This project is intended to be a web app that analyses and compares the sentiment of Google News headlines based on user-defined topics and date period in MM/YYYY format. For example, given the topic 'Trump' and 'Biden' and the dates 01/2020 - 01/2021, the webapp calculates the average sentiment of GoogleNews headlines in each month and ouputs a graph along with CSV data generated per month per topic.
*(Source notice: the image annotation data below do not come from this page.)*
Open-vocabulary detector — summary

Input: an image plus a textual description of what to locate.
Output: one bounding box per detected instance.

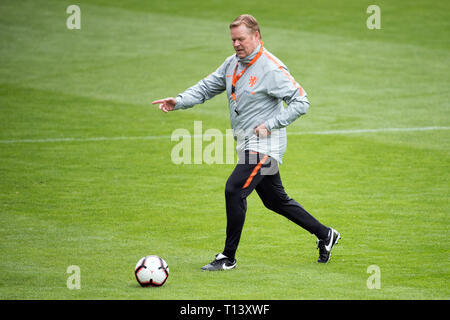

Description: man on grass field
[153,14,340,271]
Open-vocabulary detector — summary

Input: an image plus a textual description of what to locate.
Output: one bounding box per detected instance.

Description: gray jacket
[175,45,309,162]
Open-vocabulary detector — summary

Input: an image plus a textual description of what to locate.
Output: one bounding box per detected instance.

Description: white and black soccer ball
[134,256,169,287]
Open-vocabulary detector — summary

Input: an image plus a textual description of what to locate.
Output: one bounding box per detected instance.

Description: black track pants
[223,151,329,259]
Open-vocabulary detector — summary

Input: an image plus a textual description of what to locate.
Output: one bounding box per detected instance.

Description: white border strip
[0,127,450,144]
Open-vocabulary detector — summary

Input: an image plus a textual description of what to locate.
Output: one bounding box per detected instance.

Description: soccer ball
[134,256,169,287]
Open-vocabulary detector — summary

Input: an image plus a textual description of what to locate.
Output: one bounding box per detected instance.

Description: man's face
[230,24,260,58]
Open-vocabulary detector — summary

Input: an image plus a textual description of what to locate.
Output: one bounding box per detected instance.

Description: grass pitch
[0,0,450,299]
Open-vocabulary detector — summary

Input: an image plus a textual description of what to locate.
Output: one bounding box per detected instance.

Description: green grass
[0,0,450,299]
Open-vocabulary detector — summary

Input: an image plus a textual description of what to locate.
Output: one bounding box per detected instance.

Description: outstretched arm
[152,97,177,113]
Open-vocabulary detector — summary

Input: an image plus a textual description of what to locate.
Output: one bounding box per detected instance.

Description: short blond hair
[230,14,261,38]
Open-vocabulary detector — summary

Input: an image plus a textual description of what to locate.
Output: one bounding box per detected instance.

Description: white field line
[0,127,450,144]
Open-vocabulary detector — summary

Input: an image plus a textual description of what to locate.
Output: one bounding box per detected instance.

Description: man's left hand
[254,123,270,138]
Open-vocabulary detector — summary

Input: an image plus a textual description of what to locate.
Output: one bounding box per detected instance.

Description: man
[153,15,340,271]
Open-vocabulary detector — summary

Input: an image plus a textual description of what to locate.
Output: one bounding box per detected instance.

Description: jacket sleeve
[175,59,228,110]
[265,66,309,131]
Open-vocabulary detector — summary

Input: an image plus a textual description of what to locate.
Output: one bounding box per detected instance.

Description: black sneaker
[317,228,341,263]
[202,253,236,271]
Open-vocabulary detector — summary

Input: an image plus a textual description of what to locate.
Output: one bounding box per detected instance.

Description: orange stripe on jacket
[242,154,269,189]
[264,51,303,96]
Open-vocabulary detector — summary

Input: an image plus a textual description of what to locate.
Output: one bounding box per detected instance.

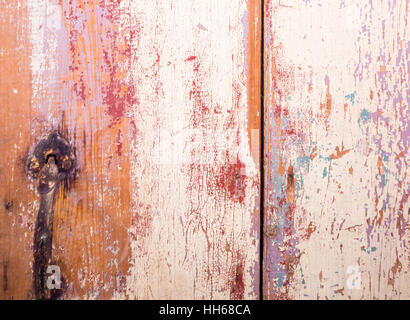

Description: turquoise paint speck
[278,273,283,288]
[345,92,356,105]
[323,167,327,178]
[296,156,310,170]
[360,109,370,122]
[382,174,387,188]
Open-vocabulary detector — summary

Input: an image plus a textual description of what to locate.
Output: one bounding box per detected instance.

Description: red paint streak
[184,56,196,62]
[230,255,245,300]
[117,129,122,157]
[100,0,139,126]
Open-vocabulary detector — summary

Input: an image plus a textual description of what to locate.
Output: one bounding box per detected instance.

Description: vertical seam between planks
[259,0,265,300]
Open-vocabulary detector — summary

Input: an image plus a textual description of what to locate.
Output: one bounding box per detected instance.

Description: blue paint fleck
[278,273,283,288]
[323,167,327,178]
[360,109,370,122]
[345,92,356,105]
[382,174,387,188]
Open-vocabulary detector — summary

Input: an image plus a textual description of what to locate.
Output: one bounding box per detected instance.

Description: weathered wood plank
[0,0,260,299]
[263,0,410,299]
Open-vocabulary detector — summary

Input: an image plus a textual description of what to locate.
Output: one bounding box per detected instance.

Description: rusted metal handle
[33,157,60,299]
[27,131,75,300]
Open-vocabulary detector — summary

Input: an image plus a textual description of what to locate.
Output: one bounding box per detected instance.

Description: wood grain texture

The aim is to capture and compare the perception of certain topics by mainstream media over a cetain time through an easy-to-use and accessible online application.
Currently this project is incomplete and has 2 major limitations:
-
Non-functioning server: This project uses a flask server which was intended to be deployed online on a Platform as a Service (PaaS) like Heroku. However, because of the long time required for web scapping, background jobs and queueing operations using libraries like Redis Queue are required. As such operations are beyond my capabilities at the moment, this application will have to be used offline.
-
Imprecision of Sentiment Analysis for intended purpose: The current program does not contextualise when given a topic. For example, when searching Google News for the topic of 'AMD', a headline such as 'Leaks Suggests AMD will destroy Intel in Performance' would be preceived as negative although the opposite is true in context. Additionally, some Vader Sentiment is sometimes unable to guage the polarity of certain headlines. Such results are excluded in the computation of the mean monthly polarity, hence decreasing sample size.
- Fork Repo/Download from Github
- Open a terminal (eg powershell) in the directory (eg
C:\Program Files\GoogleNewsSentimentFlask-master
) - Activate the virtual environment by runnning
> env\scripts\activate
. Follow the steps here if powershell is preventing the running of the script due to execution policy. - Run
python -m flask run
and use a browser to navigate tolocalhost:5000
- Provide a date range, the desired topics, and click submit.
Webapp Screenshot for Coronavirus
Below is a small sample of the batch data used for calulating the average sentiment of the topic 'AMD' on November 2020 (Last column is used for caluating mean, with 0 values ignored in its computation)
I plan to incorporate socket.io and Redis Queue in the future to address the need for a background worker process with the hope of deploying an online scalable version instead of being limited to running it locally.